Cette fois, l’argument de la petite fille a gain de cause et raison de la grand-mère comblée. C'est à ce moment que vous acceptez de partager cette joie avec Françoise, la cousine de Franche-Comté et de reproduire bien humblement le contenu du texte de Iseult.
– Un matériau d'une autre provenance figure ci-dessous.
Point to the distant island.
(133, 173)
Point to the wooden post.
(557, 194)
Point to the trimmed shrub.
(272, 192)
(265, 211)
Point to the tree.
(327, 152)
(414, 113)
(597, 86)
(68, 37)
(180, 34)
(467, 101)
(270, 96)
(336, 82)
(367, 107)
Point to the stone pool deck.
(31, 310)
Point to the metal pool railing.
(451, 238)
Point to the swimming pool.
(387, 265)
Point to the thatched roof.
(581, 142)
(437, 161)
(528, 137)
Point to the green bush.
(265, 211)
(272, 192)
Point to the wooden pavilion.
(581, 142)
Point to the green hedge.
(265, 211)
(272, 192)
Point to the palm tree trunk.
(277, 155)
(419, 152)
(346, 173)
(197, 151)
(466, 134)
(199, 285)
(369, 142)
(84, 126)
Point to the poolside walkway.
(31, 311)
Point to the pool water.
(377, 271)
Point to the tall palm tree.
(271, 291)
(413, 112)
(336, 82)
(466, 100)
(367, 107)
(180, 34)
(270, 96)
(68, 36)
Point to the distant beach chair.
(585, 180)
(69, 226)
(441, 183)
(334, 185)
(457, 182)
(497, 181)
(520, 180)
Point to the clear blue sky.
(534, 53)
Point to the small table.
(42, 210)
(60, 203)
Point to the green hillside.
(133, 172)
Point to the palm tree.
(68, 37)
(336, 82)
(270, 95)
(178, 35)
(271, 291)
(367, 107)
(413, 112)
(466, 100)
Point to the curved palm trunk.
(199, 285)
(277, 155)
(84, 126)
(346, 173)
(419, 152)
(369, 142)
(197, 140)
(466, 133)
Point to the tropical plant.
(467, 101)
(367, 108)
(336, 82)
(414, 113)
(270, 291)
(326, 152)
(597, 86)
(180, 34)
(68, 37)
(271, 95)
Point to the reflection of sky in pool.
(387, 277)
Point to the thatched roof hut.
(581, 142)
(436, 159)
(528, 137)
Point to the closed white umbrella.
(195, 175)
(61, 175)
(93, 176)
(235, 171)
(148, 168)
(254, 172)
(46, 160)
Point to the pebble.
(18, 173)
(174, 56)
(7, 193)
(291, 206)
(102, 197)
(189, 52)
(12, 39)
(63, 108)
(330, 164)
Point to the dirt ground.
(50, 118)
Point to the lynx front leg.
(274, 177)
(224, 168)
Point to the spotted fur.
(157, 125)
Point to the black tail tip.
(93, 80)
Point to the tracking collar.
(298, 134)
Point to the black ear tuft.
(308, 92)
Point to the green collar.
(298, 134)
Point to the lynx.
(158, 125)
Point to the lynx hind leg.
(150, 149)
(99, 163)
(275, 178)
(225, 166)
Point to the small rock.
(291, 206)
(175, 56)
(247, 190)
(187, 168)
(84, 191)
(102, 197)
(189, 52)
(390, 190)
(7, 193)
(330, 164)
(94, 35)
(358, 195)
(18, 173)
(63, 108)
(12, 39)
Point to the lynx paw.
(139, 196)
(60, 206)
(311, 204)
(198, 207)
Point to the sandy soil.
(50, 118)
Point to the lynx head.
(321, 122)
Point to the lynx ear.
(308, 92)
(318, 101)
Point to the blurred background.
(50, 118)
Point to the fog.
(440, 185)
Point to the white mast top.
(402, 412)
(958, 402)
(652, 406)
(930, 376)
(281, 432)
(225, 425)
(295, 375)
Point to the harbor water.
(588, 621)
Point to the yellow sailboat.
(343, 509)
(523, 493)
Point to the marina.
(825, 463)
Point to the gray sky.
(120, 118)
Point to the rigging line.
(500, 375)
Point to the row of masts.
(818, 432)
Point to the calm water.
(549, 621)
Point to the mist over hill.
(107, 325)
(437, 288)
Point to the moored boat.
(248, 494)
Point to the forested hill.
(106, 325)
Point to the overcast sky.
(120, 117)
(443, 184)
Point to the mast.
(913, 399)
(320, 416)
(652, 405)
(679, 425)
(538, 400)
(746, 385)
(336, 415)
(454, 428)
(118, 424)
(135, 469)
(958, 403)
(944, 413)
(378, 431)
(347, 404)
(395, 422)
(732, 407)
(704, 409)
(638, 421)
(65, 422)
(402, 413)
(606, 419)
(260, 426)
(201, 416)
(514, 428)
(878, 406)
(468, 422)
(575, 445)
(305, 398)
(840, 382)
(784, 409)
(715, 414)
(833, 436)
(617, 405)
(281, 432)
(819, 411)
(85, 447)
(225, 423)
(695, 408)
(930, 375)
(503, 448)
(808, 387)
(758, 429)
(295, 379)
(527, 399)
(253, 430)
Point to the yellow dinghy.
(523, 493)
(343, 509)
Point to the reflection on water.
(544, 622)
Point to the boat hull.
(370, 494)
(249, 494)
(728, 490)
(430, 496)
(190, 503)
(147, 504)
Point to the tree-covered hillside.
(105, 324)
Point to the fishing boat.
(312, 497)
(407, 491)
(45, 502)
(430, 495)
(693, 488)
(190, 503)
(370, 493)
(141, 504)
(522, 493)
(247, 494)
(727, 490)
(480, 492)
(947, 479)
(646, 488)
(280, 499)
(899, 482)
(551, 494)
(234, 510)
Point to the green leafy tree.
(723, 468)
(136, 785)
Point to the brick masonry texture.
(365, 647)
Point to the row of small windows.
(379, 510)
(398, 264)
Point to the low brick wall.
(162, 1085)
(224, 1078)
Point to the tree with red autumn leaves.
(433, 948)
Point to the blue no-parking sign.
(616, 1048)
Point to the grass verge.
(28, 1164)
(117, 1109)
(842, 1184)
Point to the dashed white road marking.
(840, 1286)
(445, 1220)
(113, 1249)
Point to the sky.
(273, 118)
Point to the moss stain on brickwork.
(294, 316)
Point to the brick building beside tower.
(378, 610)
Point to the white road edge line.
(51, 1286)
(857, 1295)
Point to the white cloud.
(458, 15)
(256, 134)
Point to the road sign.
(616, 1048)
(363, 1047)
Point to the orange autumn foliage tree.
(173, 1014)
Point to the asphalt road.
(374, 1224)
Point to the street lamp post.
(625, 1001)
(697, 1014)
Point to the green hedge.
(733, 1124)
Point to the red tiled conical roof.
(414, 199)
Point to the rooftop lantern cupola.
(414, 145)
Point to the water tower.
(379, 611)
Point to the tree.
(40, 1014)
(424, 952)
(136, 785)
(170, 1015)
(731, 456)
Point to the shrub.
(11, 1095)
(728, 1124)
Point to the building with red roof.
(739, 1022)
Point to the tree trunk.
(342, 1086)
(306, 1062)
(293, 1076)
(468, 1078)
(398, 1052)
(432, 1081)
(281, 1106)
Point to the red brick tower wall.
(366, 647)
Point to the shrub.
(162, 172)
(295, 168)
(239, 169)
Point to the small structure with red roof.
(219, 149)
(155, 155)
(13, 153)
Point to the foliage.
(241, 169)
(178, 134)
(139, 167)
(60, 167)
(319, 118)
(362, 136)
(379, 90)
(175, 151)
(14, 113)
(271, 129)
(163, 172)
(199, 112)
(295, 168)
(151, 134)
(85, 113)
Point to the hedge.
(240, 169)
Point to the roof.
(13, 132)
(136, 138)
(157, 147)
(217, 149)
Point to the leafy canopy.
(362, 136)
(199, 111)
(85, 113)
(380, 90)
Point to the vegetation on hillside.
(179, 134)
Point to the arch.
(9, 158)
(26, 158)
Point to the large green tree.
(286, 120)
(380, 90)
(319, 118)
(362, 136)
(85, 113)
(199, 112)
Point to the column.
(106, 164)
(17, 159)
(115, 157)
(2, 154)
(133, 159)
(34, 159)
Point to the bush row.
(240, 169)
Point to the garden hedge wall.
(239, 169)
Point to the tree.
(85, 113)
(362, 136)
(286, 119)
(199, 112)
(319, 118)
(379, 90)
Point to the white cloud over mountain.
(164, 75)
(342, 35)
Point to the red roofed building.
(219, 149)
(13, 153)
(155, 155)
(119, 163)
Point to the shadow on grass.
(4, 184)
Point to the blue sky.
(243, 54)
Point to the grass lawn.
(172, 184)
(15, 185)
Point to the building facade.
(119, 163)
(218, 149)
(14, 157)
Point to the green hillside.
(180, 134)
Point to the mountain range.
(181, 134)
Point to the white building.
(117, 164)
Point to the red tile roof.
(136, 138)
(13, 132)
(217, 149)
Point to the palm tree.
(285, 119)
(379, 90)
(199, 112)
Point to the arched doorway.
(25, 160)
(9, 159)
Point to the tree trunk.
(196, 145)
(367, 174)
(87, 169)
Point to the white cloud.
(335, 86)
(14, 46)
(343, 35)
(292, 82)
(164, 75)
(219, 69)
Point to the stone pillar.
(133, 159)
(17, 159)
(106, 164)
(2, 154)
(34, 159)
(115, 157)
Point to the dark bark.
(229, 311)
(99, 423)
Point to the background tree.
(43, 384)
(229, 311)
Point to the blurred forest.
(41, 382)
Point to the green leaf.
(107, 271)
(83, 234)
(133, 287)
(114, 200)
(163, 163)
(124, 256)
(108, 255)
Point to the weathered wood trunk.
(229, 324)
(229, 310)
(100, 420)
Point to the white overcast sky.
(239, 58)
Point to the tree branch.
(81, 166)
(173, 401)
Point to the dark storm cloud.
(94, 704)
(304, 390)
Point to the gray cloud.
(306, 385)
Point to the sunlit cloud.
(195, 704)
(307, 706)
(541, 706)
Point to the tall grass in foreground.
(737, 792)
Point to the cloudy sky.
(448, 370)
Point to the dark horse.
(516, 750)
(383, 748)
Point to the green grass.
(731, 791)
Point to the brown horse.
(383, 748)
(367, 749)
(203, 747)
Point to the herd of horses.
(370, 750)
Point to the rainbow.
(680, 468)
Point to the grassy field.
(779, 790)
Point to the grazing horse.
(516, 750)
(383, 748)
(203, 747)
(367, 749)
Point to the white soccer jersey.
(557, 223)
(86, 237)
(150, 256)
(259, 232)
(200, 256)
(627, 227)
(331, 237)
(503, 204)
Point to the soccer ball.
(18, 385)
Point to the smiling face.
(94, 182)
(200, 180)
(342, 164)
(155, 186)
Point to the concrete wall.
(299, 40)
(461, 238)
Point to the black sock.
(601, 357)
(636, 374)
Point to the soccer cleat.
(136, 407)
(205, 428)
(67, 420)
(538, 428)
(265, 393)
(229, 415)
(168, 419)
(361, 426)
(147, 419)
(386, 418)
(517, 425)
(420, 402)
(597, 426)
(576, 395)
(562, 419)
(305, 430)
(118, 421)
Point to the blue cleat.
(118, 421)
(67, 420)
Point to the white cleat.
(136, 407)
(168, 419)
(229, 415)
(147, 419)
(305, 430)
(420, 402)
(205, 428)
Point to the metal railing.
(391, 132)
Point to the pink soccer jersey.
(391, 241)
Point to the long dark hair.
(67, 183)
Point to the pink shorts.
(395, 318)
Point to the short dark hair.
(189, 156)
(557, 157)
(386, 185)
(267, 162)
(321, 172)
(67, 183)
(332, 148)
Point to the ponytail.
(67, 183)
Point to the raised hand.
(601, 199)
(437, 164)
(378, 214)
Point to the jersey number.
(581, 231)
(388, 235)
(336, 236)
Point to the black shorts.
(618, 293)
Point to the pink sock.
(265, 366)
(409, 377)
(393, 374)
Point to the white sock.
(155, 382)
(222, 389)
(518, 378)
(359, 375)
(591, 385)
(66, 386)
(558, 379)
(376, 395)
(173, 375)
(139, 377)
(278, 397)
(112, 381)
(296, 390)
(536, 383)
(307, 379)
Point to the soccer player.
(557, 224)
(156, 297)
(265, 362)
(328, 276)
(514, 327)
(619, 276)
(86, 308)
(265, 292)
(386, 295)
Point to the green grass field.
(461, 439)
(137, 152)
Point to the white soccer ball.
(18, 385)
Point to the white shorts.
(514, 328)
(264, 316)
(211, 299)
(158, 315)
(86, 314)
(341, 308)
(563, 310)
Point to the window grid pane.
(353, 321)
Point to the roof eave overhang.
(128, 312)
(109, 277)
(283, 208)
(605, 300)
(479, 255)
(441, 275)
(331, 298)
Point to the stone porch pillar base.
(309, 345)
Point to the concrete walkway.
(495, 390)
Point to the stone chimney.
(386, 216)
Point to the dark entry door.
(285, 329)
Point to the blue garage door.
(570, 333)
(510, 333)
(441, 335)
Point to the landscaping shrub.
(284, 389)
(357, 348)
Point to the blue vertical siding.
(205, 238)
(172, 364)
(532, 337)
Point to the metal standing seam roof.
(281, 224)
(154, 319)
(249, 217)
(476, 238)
Texte de Bonne fête pour ton Blog

Bonjour, mon nom est Iseult. Je suis la plus jeune Walsh de la troisième génération de notre tribu. Aujourd’hui, pour la première fois depuis des lustres, un texte sera écrit à propos de ma grand-mère Pierrette Parée-Walsh. Le 14 septembre 1931, une femme extraordinaire a rejoint notre monde. Cette femme se nomme Pierrette. Personne ne le savait à ce moment, mais Pierrette allait devenir une auteure extraordinaire, une mère merveilleuse, une grand-mère exceptionnelle et une arrière-grand-mère formidable. Ma grand-mère m’inspire énormément. Elle a voyagé le monde, elle a suivi sa passion, elle a influencé tous ceux qu’elle rencontre, elle met du bling partout où elle va, mais surtout, elle apporte de la joie à tous ceux qui l’aime et qui ont la chance de la côtoyer une fois par année comme ceux qui la voie tous les jours. Pierrette est une femme exceptionnelle âgée de maintenant 87 ans, surprenant je le sais elle a l'aire d'en avoir bien moins. Elle est une femme active qui fait encore du ski en hivers et du golf en été. Elle est un symbole de passion, de persévérance, de beauté, de douceur, d’amour et de compassion. Je ne sais pas ce que je ferais sans elle et j’espère ne pas le découvrir bientôt.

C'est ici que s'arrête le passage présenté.